?which of The Following Markets Are Oligopolistic Discussion
ANSWER
Oligopoly refers to a market structure where a few large firms dominate the market. In an oligopolistic market, the actions of one firm can have a significant impact on the other firms in the market. Let’s analyze the provided options one by one to determine which ones are oligopolistic:
- Passenger Airlines: This is typically considered an oligopolistic market, as a handful of major airlines control a significant portion of the market share. For example, in the U.S., airlines like American Airlines, Delta Air Lines, United Airlines, and Southwest Airlines dominate the industry.
- Cereal: The cereal market can vary depending on the specific brands and varieties, but generally, it can be considered oligopolistic as well. A few large companies such as Kellogg’s, General Mills, and Post Consumer Brands tend to control a substantial portion of the market.
- Fast Food: The fast food industry can also be classified as oligopolistic. A small number of well-known chains like McDonald’s, Burger King, Wendy’s, and KFC dominate the market.
- Wheat: The wheat market is more likely to be competitive rather than oligopolistic. Many farmers produce wheat, and it’s a globally traded commodity, which means that no single company or a small group of companies have a dominating influence on the entire market.
- Golf Equipment: The golf equipment market might have a mix of oligopolistic and competitive elements. While there are several brands like Callaway, TaylorMade, and Titleist that hold significant market share, there’s also room for smaller companies to operate.
- College Bookstore: This one can be a bit more complex. College bookstores often operate within a limited geographical scope and might have exclusivity agreements with certain publishers. This could lead to an oligopolistic-like situation, especially if there are only a few major textbook publishers dominating the market.
In oligopolistic markets, pricing and service can be influenced by the competitive dynamics among the few major players. The firms must consider their rivals’ reactions when making decisions about pricing and other strategic moves. This can lead to price wars, where firms undercut each other’s prices to gain market share, followed by periods of stability.
For example, consider the passenger airline industry. When one major airline lowers its prices, others might follow suit to remain competitive, ultimately leading to lower fares for consumers.

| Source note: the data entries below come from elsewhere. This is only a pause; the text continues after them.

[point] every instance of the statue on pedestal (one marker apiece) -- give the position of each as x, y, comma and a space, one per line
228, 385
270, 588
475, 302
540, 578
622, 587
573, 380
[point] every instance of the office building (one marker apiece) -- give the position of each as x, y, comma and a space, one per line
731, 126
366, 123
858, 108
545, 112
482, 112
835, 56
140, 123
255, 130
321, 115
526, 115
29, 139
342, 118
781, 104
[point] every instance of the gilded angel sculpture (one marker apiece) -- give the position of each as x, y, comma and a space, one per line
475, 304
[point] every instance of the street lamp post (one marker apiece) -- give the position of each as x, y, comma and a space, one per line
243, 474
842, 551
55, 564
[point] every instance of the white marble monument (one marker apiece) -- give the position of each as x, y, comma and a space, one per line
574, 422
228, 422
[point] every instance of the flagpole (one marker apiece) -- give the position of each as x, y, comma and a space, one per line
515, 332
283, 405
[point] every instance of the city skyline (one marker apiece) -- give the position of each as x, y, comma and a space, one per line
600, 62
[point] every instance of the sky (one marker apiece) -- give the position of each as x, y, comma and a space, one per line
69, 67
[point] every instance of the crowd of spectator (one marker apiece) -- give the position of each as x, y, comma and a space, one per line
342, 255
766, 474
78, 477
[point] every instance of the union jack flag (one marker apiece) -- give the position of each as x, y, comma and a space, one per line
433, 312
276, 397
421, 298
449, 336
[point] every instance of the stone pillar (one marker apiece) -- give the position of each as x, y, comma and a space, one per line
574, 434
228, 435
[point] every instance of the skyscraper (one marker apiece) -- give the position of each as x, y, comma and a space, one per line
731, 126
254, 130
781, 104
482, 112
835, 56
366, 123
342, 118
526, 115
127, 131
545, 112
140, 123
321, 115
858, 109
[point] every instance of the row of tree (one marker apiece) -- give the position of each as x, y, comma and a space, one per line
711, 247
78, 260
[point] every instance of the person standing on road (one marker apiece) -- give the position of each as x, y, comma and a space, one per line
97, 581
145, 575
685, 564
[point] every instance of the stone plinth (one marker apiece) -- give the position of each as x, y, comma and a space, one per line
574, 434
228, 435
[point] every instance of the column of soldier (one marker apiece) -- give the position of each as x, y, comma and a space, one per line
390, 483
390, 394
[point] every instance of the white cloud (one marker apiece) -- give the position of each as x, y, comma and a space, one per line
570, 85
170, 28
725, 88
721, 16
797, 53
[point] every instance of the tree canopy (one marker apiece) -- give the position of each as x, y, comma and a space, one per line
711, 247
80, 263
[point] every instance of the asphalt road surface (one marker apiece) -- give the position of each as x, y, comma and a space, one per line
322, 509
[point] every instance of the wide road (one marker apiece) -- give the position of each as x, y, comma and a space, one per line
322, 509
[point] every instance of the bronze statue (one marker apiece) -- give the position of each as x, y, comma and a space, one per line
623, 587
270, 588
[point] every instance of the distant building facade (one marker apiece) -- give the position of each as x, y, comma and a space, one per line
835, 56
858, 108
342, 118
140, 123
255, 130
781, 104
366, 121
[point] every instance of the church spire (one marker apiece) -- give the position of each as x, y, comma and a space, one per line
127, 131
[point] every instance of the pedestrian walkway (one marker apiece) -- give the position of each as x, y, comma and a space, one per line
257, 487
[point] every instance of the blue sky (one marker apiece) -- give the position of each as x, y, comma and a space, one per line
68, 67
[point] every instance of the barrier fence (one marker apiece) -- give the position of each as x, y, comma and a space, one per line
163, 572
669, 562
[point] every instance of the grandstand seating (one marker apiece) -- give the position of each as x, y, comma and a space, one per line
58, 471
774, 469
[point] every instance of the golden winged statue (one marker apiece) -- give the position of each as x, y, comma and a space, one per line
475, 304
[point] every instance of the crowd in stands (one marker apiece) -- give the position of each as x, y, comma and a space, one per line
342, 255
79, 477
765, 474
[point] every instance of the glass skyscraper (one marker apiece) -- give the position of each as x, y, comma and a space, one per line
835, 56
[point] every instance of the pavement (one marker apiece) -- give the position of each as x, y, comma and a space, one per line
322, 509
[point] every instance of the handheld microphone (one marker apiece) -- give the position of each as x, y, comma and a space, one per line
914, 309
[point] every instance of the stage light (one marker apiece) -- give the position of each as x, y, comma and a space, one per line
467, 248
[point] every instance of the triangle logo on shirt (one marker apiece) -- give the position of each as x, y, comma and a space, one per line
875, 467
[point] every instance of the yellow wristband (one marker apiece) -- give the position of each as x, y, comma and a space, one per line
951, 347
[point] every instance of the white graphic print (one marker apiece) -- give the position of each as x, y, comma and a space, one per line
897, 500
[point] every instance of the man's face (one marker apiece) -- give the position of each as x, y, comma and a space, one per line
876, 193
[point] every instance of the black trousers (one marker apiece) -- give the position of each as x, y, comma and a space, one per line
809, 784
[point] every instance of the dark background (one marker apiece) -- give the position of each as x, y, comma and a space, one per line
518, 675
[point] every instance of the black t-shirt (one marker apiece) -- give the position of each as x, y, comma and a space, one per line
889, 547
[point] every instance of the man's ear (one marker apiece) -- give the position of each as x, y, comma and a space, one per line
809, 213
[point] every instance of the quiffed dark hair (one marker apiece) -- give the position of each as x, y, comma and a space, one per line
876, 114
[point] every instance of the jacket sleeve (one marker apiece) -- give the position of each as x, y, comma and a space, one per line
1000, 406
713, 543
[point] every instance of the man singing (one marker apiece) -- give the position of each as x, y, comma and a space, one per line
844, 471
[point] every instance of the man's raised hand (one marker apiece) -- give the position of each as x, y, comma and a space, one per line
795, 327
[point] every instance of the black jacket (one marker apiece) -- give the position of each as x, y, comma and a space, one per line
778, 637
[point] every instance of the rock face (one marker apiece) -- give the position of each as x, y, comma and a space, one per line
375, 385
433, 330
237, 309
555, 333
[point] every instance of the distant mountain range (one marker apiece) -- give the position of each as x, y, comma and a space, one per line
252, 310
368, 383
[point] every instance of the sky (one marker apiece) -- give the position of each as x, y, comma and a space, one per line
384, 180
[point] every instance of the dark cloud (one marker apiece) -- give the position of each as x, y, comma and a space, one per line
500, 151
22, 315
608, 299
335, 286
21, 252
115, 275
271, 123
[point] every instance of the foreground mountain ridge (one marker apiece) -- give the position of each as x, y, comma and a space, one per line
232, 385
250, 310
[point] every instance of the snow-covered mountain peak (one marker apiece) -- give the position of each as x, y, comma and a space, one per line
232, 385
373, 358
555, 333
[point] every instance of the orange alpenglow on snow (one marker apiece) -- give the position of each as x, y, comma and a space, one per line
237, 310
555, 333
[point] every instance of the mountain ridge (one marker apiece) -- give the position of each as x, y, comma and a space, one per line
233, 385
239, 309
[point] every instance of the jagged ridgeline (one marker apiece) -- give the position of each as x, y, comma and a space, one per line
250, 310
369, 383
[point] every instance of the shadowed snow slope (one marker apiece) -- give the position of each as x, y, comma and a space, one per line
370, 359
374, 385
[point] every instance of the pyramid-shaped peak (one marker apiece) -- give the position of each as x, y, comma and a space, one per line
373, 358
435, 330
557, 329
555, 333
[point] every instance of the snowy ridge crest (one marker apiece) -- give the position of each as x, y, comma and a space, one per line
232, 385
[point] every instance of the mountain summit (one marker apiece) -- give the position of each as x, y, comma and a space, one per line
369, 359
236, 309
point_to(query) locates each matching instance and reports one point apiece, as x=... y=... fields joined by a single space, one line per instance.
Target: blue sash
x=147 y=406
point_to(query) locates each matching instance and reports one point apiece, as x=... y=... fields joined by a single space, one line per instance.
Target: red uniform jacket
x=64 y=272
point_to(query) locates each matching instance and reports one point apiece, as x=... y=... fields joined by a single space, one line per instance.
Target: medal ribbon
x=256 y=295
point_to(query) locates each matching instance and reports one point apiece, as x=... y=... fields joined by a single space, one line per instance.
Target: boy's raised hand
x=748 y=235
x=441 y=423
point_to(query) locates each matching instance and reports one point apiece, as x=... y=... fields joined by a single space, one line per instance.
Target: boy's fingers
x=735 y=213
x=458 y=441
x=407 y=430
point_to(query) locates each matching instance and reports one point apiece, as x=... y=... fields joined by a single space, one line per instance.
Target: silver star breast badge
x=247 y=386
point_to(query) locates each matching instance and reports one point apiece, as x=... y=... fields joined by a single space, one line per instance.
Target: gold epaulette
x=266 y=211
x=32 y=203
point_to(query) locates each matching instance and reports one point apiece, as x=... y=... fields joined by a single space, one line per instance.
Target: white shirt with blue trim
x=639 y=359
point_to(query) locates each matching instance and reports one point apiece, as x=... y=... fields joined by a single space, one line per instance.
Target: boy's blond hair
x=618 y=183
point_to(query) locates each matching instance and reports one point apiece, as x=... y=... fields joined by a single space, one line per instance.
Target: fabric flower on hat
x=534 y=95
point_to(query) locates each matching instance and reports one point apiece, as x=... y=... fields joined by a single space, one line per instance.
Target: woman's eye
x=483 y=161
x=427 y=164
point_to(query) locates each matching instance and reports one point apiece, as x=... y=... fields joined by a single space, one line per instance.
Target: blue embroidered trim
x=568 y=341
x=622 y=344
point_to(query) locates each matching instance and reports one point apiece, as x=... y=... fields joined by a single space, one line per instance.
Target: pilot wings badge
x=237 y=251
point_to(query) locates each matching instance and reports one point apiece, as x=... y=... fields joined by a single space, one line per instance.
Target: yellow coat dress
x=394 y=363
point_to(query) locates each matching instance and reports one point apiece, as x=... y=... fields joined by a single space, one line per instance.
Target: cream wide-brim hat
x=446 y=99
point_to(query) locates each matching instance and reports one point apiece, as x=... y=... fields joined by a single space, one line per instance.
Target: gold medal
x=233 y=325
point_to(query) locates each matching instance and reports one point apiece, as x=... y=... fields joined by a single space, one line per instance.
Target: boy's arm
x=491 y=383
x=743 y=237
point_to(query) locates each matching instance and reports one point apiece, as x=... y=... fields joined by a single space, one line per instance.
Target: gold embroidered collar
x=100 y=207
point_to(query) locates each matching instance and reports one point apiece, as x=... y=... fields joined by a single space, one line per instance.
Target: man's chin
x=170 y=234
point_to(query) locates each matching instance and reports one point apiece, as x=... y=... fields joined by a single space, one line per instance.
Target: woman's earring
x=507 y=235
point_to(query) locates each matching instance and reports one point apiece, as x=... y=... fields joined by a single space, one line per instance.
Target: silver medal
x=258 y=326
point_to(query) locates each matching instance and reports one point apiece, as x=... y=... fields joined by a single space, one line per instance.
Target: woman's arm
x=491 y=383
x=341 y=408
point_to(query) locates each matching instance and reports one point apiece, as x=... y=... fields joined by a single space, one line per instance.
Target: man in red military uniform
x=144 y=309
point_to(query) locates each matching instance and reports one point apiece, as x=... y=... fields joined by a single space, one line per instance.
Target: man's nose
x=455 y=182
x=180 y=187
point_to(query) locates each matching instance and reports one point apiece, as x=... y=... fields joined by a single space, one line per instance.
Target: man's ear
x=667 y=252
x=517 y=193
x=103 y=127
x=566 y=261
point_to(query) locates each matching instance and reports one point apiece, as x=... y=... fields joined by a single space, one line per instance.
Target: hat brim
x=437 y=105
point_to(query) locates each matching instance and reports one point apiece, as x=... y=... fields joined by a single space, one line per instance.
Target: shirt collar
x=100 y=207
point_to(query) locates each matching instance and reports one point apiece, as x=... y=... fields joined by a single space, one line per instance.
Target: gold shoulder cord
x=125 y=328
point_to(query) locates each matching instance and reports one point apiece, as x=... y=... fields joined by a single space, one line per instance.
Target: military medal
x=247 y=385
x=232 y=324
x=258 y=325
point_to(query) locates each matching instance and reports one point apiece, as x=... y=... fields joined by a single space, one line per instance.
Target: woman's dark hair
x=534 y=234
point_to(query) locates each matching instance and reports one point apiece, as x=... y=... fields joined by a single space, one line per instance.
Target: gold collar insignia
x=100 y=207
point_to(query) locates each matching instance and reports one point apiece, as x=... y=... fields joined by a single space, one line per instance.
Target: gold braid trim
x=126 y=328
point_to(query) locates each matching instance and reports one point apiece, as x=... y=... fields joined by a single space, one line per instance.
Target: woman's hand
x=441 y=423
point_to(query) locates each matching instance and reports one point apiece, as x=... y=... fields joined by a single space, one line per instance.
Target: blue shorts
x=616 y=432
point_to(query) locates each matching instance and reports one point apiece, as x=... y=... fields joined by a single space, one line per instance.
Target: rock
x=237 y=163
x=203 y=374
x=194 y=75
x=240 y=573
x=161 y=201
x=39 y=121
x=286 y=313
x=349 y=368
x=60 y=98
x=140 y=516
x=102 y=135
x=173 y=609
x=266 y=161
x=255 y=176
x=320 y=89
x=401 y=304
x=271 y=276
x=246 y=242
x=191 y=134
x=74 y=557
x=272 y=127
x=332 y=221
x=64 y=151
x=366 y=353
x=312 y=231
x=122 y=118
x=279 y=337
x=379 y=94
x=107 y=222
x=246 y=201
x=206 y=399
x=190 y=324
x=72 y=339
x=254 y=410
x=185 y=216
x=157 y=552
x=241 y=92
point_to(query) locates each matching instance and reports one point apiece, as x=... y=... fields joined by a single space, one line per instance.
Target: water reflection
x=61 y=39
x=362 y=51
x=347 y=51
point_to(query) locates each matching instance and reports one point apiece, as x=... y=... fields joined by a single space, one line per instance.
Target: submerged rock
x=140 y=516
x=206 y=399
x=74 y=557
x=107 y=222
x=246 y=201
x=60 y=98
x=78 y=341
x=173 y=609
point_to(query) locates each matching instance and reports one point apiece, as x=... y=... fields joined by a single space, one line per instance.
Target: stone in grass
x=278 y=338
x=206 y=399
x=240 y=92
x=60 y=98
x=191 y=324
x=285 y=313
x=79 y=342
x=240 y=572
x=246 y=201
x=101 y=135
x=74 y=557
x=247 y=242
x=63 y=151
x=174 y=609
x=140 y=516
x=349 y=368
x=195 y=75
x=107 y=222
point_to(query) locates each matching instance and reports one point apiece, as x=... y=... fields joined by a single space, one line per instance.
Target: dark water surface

However, this pricing competition might also impact the quality of services as airlines cut costs to maintain profitability.
Resource:
- Investopedia article on Oligopoly
Remember that real-world market conditions can be complex and may evolve over time, so these examples are meant to provide a general understanding of the concept.
Question Description
I’m studying for my Economics class and don’t understand how to answer this. Can you help me study?
Which of the following markets are oligopolistic?
- passenger airlines
- cereal
- fast food
- wheat
- golf equipment
- the college bookstore on your campus
What happens to pricing and service in oligopolistic environments? Please use an example and include a resource.